A-RAF, B-RAF, and C-RAF are a family of three protein-serine/threonine kinases that participate in the RAS-RAF-MEK-ERK signal transduction cascade. This cascade participates in the regulation of a large variety of processes including apoptosis, cell cycle progression, differentiation, proliferation, and transformation to the cancerous state. RAS mutations occur in 15–30% of all human cancers, and B-RAF mutations occur in 30–60% of melanomas, 30–50% of thyroid cancers, and 5–20% of colorectal cancers. Activation of the RAF kinases requires their interaction with RAS-GTP along with dephosphorylation and also phosphorylation by SRC family protein-tyrosine kinases and other protein-serine/threonine kinases. The formation of unique side-to-side RAF dimers is required for full kinase activity. RAF kinase inhibitors are effective in blocking MEK1/2 and ERK1/2 activation in cells containing the oncogenic B-RAF Val600Glu activating mutation.
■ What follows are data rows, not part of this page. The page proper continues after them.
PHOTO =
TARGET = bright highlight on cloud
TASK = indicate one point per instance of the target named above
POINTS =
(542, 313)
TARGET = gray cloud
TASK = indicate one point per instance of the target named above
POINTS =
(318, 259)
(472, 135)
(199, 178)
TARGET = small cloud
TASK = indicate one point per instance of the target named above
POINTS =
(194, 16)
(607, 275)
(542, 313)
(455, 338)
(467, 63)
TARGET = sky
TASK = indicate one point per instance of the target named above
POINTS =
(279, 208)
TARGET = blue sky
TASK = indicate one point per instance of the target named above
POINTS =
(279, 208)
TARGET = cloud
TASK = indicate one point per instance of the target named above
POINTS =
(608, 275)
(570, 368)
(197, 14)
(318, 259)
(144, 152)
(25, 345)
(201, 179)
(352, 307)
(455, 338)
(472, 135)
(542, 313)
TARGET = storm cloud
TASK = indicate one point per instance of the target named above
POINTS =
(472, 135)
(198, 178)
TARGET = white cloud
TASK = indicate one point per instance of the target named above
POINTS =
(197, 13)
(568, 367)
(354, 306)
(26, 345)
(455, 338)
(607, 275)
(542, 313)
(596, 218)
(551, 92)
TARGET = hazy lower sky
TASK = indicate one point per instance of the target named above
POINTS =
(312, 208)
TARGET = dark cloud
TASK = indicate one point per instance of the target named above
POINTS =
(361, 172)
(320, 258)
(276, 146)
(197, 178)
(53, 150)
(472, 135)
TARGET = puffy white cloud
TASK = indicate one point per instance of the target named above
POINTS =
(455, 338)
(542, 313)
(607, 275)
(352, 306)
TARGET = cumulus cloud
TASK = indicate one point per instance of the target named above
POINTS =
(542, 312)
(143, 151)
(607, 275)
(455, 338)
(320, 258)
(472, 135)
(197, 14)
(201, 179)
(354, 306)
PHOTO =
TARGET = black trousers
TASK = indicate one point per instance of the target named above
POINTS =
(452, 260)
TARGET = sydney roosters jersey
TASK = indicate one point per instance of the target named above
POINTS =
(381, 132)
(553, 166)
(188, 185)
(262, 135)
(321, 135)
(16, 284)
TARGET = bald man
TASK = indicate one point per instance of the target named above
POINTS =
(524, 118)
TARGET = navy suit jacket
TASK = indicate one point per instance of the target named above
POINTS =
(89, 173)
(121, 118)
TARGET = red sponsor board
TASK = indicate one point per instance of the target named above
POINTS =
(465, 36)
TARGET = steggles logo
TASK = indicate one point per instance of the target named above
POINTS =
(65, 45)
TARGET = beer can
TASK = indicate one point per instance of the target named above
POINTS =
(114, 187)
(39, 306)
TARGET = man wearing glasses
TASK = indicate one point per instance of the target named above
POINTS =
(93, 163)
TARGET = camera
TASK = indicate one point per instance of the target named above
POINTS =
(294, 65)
RAF kinase inhibitors lead to the paradoxical increase in RAF kinase activity in cells containing wild-type B-RAF and wild-type or activated mutant RAS. C-RAF plays a key role in this paradoxical increase in downstream MEK-ERK activation.

Research highlights► The formation of unique side-to-side RAF dimers is required for full kinase activity. ► RAF kinase inhibitors block MEK activation in cells containing oncogenic B-RAF. ► RAF kinase inhibitors can lead to the paradoxical increase in RAF kinase activity.